Breach of confidence - bringing a competitor to book

Breach of confidence - bringing a competitor to book

Breach of confidence - bringing a competitor to book

What can you do if a competitor obtains your confidential information through a third party and uses it in their business? A recent English High Court case[1] reviewed your rights against a competitor in this situation:

When is your competitor liable?

The competitor will normally be liable for breach of confidence if they knew that the information was confidential but they still went ahead and used it. This is a situation that often arises where an employee moves to work for a competitor taking confidential information with them. The new employer will be liable if they use the information when they know that it is confidential and that they do not have permission to use it. Knowledge here may include a situation where the competitor ought to have appreciated that the information was confidential and unauthorised.

Can you claim damages?

Provided that they had the required knowledge as described above, the competitor will normally have to pay you damages in respect of the period during which they used your confidential information. By contrast, if they were not aware that the information belonged to you or believed that you had permitted them to use it then they would not have to pay damages in respect of this period. Despite this, you might still be entitled to an injunction preventing the competitor from using the information in the future. You should also be able to obtain damages in respect of any use after you notify them of your rights in the information.

The competitor may profit

The ability to claim against a person who knowingly obtains your confidential information indirectly from another party is an important protection for the owner of confidential information. It is well-established in English common law. As a result of the implementation of the EU Trade Secrets Directive[2] in 2018 we can also expect similar protection to be available throughout the European Union. However, the inability to obtain damages if the party receiving the information uses the information, but is not aware of your rights, may allow a competitor to profit from the information without paying for it. This can in some instances result in substantial losses. It will, therefore, often be in your interest to raise the matter with the competitor as soon as possible in order to fix them with knowledge. Speed will also be important if you wish to obtain an injunction, as delay may prejudice your ability to obtain the injunction. A practical consideration is, however, that notification can sometimes lead to the destruction of evidence so that it can be prudent to “get your ducks in a row” on the evidence so far as possible before making an approach.

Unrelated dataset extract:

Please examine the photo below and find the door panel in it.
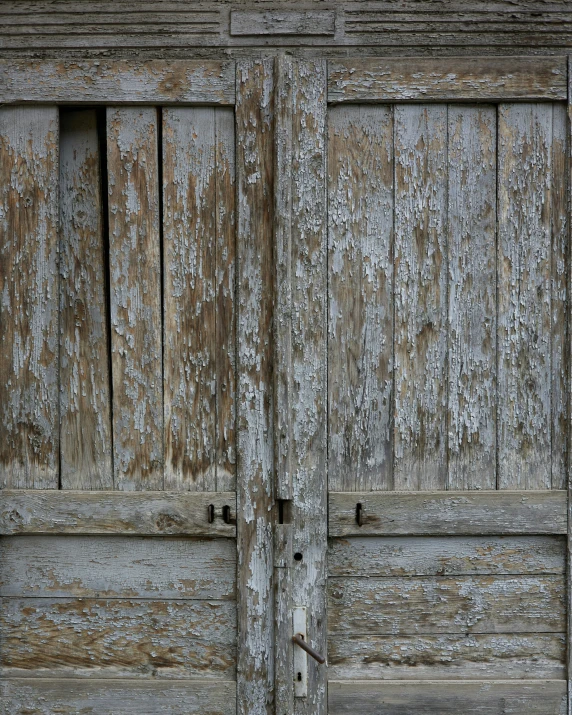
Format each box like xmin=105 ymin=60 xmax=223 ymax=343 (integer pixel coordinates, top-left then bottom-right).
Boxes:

How did this play out in the case in question? 

The case involved a rather unclear and murky scenario. The claimant company, Media Entertainment, ran an online betting service and had an extensive computer system, information and data. In connection with a possible acquisition, the company’s system administrator disclosed passwords to the defendants. These appear to have enabled them to access confidential information stored on the claimant’s IT systems, hijack the systems and lock the claimant out. The claimant argued that that its system administrator was not authorised to disclose the information. It claimed damages against the defendants for misuse of confidential information and also an injunction requiring the defendants to stop using the information. The defendants countered that they could not be liable for misuse of the information as they did not know that the system administrator was not authorised to disclose the passwords. This prompted a review of the law by the Court, which focused on the distinction between damages, which would only be available if the defendants knew the information was not authorised by the claimant, and an injunction which might be available in any event (as explained above). But there was a sting in the tail for the claimant: the court struck out its claim for damages on a technicality because it had not included enough information about the defendants’ lack of knowledge in its pleadings.